Le Grand Homme de Philippe SoupaultEn 1929, Philippe Soupault, âgé de 32 ans, traverse une période difficile : il a été exclu trois ans plus tôt du groupe surréaliste, ses derniers romans (En joue !, Le Cœur d’or, Le Nègre) ont été fraîchement accueillis, et sa vie privée est selon ses dires “un amas de ruines”.
C’est dans ce contexte qu’il décide d’écrire une charge contre la haute bourgeoisie, dont il est lui-même issu, à travers un roman : Le Grand homme.
Pour le personnage principal, il prend comme modèle son oncle, Louis Renault, l’inventeur des voitures du même nom.
Le livre, refusé par Grasset et par Calmann-Lévy, est finalement édité chez Kra.
Louis Renault, qui se reconnaît dans le roman, pense d’abord “à faire casser la gueule” à son neveu mais décide en fin de compte d’acheter tous les exemplaires parus. Malheureusement pour lui, l’éditeur procède à un second tirage.
Après ce livre, Philippe Soupault s’estime “tout à fait libéré” et sa vie prend une orientation différente : il entame une série de voyages et son activité de journaliste prend un nouvel essor.

Mon avis : Je pensais que ce roman serait le tableau d’une époque révolue et j’ai été surprise par sa grande modernité. Il n y a rien dans ce livre qui ne pourrait se produire à notre époque. Et, pour “une charge contre la bourgeoisie”, j’ai trouvé que c’était très finement mené : rien n’est caricatural, les personnages, malgré leurs défauts et leur égoïsme, ont aussi des failles qui les rendent humains, parfaitement crédibles.
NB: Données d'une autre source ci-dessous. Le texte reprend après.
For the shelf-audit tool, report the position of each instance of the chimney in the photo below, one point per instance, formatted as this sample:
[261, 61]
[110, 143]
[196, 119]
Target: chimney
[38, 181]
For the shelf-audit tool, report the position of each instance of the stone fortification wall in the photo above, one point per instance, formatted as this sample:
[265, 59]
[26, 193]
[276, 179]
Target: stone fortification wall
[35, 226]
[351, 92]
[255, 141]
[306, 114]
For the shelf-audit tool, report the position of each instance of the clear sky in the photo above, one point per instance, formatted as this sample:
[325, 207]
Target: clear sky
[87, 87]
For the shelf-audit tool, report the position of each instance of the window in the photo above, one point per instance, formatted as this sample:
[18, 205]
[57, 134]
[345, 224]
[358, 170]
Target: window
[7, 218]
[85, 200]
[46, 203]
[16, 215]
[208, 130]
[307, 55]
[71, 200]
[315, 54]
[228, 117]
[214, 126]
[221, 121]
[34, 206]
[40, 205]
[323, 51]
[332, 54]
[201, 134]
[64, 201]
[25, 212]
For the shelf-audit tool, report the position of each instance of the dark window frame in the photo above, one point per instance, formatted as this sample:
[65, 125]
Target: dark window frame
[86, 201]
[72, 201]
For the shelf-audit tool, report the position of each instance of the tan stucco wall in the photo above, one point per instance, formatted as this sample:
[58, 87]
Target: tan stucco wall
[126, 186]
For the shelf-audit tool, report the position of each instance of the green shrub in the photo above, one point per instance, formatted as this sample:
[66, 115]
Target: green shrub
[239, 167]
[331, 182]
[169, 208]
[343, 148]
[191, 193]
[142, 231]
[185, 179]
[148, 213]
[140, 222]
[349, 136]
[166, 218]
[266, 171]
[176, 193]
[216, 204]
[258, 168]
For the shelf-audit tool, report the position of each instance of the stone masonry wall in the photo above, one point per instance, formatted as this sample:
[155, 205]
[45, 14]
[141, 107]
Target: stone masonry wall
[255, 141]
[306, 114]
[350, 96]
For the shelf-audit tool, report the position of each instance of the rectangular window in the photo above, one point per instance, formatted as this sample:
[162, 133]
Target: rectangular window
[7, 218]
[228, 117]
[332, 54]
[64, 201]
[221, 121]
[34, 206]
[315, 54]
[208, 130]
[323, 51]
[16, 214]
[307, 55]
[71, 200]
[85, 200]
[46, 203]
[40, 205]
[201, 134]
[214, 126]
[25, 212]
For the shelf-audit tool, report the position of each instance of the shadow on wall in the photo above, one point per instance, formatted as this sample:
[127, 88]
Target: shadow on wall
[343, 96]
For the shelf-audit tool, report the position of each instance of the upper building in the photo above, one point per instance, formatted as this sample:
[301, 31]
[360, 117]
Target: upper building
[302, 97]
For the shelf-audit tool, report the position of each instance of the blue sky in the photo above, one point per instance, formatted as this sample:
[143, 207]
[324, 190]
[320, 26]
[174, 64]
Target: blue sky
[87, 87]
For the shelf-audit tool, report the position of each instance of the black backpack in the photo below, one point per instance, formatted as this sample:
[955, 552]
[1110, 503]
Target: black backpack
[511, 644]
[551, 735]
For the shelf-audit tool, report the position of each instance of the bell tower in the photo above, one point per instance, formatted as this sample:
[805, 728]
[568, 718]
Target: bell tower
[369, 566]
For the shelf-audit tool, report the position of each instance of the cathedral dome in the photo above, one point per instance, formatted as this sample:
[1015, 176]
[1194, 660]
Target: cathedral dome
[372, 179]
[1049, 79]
Lucien Gavard, le grand patron d’industrie automobile, n’a aucune considération pour ses ouvriers, aucun intérêt pour sa femme, et ne se passionne que pour l’agrandissement sans fin de son entreprise, mais lorsqu’il voyage aux États-Unis et se compare aux américains il se met à douter de lui-même et devient presque touchant.
Claude Gavard, sa femme, qui n’existe que par et pour sa beauté et qui ne vit que pour des mondanités et des conventions, a aussi quelque chose de touchant par ses hésitations et sa manière de toujours réprimer ses sentiments.
Et Ralph Putnam, chanteur noir américain, aussi doué que Caruso, et capable d’interpréter avec autant de talent des chansons populaires ou de la musique classique, est le vrai grand homme de cette histoire. Il est mondialement célèbre et ses tournées sont des triomphes. La bourgeoisie parisienne l’acclame et l’applaudit mais cette admiration n’est que de surface car il reste à leurs yeux, malgré tout son talent, un nègre, qu’il est mal vu de fréquenter de trop près.
J’ai bien aimé ce livre, il est intéressant.
Le seul bémol que j’apporterais c’est qu’on a du mal à s’attacher durablement aux personnages.
Quant à l’écriture de Philippe Soupault, elle est alternativement sèche, développée, elliptique, poétique, et ces variations  m’ont beaucoup plu.